C’est au moyen d’un système de doubles de Lee Gordon dans le roman qu’il trace correspondances et dissonances entre les individus. Lester Mc Kinley est un double vieilli et plus amer encore, de Gordon. Mentalement perturbé, il est obsédé par le désir de tuer un homme blanc. Mais sa compréhension des mécanismes psychologiques lui permet de mettre en place des stratégies d’évitement. De Luther Mc Gregor, un autre double, le racisme a fait le débrouillard amoral des Signifying Monkey[5] ; qui parle, trahit, manipule et passe à l’acte s’il croit qu’il peut échapper à la punition.
Lee Gordon vit comme ses doubles dans le champ magnétique de la catastrophe et de l’arbitraire.

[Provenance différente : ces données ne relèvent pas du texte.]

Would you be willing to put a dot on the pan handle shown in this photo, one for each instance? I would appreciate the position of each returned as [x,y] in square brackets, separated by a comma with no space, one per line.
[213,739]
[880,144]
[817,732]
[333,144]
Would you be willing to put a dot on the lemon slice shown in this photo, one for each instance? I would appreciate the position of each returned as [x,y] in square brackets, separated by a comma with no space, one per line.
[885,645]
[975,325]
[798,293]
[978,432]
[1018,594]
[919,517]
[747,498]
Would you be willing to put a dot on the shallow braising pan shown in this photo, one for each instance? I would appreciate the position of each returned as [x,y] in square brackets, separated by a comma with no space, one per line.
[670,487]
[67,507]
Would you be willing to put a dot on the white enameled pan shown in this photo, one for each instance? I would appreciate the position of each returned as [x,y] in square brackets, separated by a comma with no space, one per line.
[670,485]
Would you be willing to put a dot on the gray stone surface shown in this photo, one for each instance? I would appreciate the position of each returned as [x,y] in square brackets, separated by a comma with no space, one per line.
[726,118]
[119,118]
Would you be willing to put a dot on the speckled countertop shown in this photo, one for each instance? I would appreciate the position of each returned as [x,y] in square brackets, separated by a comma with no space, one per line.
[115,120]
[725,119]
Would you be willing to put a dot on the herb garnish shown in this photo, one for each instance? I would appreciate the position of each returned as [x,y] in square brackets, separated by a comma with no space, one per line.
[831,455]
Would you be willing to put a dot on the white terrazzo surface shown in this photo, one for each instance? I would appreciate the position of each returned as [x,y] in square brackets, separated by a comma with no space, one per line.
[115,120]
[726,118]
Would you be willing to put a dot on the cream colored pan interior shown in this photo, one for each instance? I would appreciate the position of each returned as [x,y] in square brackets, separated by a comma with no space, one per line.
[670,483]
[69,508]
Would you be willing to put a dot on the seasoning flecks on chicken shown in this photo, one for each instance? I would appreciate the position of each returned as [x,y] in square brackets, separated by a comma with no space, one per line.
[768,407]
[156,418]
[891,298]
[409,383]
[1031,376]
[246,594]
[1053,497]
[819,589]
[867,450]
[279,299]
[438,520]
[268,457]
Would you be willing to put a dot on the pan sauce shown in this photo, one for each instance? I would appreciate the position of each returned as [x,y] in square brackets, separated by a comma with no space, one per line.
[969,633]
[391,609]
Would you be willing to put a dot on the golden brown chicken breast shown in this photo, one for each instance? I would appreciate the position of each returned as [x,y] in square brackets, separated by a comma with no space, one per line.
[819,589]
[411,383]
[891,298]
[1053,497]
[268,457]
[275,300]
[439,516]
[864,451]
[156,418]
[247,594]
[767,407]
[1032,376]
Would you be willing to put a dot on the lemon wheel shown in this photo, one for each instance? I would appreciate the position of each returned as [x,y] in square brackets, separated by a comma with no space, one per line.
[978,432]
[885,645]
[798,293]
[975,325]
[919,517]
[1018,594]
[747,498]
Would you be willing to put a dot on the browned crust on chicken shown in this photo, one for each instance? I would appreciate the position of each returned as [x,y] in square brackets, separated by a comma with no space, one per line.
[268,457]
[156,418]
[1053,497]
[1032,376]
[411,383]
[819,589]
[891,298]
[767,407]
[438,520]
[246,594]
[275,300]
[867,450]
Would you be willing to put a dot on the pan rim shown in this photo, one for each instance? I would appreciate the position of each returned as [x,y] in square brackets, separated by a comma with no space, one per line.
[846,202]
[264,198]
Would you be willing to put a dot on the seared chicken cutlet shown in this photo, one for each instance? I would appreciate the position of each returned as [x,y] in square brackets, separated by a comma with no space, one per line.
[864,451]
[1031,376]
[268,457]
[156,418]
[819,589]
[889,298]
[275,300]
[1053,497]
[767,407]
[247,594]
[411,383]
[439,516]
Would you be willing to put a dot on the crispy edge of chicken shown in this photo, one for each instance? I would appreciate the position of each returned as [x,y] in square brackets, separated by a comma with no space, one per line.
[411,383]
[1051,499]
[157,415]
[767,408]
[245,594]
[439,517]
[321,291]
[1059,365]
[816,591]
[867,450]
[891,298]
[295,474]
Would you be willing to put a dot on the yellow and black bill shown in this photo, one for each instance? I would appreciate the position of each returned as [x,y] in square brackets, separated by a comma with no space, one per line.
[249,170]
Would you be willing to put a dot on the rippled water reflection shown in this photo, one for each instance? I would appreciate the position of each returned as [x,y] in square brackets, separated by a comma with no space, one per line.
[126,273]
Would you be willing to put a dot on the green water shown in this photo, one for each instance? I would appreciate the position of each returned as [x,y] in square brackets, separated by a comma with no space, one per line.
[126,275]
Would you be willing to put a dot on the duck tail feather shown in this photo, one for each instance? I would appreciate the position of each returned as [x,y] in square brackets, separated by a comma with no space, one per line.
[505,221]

Il l’a croisé plusieurs fois ; renvoyé de son école, renvoyé de sa ville, orphelin de père d’un meurtre raciste. Ces injustices lui ont donné le terrifiant sentiment de la précarité de son existence d’homme noir dans le monde blanc :
« Cette aventure et ses conséquences pesèrent lourdement sur son développement mental. A force de les ressasser, il en conclut que sa culpabilité ou son innocence dépendaient uniquement de la fantaisie des blancs. Dès lors il se sentit menacé à tout instant par un désastre, et la proximité d’un blanc l’épouvanta. »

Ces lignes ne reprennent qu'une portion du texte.